Aer Lingus will begin service the same month to Newark, part of a Northeast marketing strategy.

“Newark and Hartford are a key piece,” Foley said. “We wanted to be in this footprint of New England, where we’d have Hartford, Boston and New York, Newark, Washington. It gives us a huge ability to brand our product here, to spend money here without having to go across the country.”

The airline also is adding service this year to Los Angeles. It already flies to San Francisco.

KLM/Northwest abandoned service from Bradley to Amsterdam in 2009, during the recession. Foley said the market has improved since, but establishing Aer Lingus at Bradley will take work, even with the significant assistance from the authority and state.

“It’s going to take hard work. Anything that’s a no-brainer, somebody would have been here already,” Foley said. “So there is enough work for us to do to make sure it works, but Aer Lingus has been around a long time, and we tend to scrap above our weight.”

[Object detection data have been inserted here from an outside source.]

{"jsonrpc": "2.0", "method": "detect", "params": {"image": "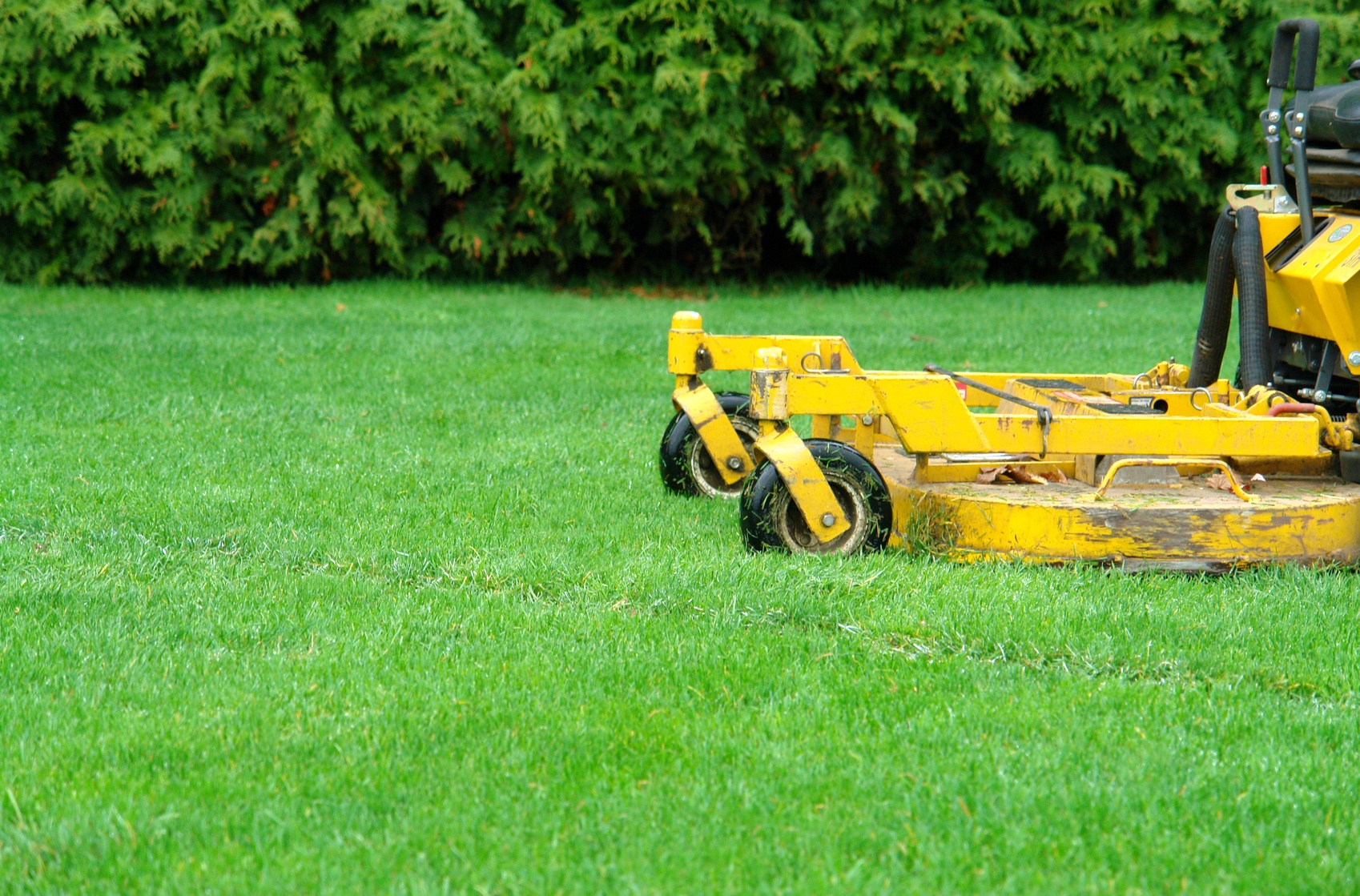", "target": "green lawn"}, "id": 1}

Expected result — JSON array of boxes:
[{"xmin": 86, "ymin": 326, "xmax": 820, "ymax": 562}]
[{"xmin": 0, "ymin": 283, "xmax": 1360, "ymax": 894}]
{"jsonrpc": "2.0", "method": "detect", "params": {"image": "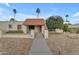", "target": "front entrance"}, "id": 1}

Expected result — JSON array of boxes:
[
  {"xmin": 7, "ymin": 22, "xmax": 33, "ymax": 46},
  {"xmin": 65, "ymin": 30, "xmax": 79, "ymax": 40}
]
[
  {"xmin": 29, "ymin": 25, "xmax": 41, "ymax": 33},
  {"xmin": 29, "ymin": 25, "xmax": 35, "ymax": 31}
]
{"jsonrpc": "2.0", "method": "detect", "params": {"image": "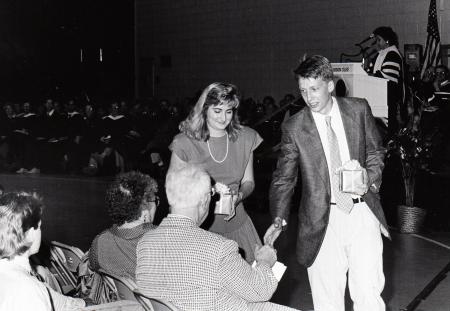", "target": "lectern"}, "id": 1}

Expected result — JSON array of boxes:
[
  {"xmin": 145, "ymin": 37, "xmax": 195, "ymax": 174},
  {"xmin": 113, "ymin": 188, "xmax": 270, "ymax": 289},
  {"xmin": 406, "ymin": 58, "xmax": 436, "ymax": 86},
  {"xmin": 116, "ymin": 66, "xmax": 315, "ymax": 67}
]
[{"xmin": 331, "ymin": 63, "xmax": 388, "ymax": 119}]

Joe Brennan, the president of the Connecticut Business and Industry Association, said his group was asked a year ago to judge potential demand among its members for Aer Lingus service to Dublin. The response was encouraging, especially among manufacturers with European ownership or customers.

“Dublin is a good hub, and it’s easy to get elsewhere from there. So we’re hopeful it’s a success,” said Brennan, who attended the announcement. “I think anything that puts a bright light on Connecticut, particularly now, having some good news, is a really important thing. It’s good to be able to talk about some positives.”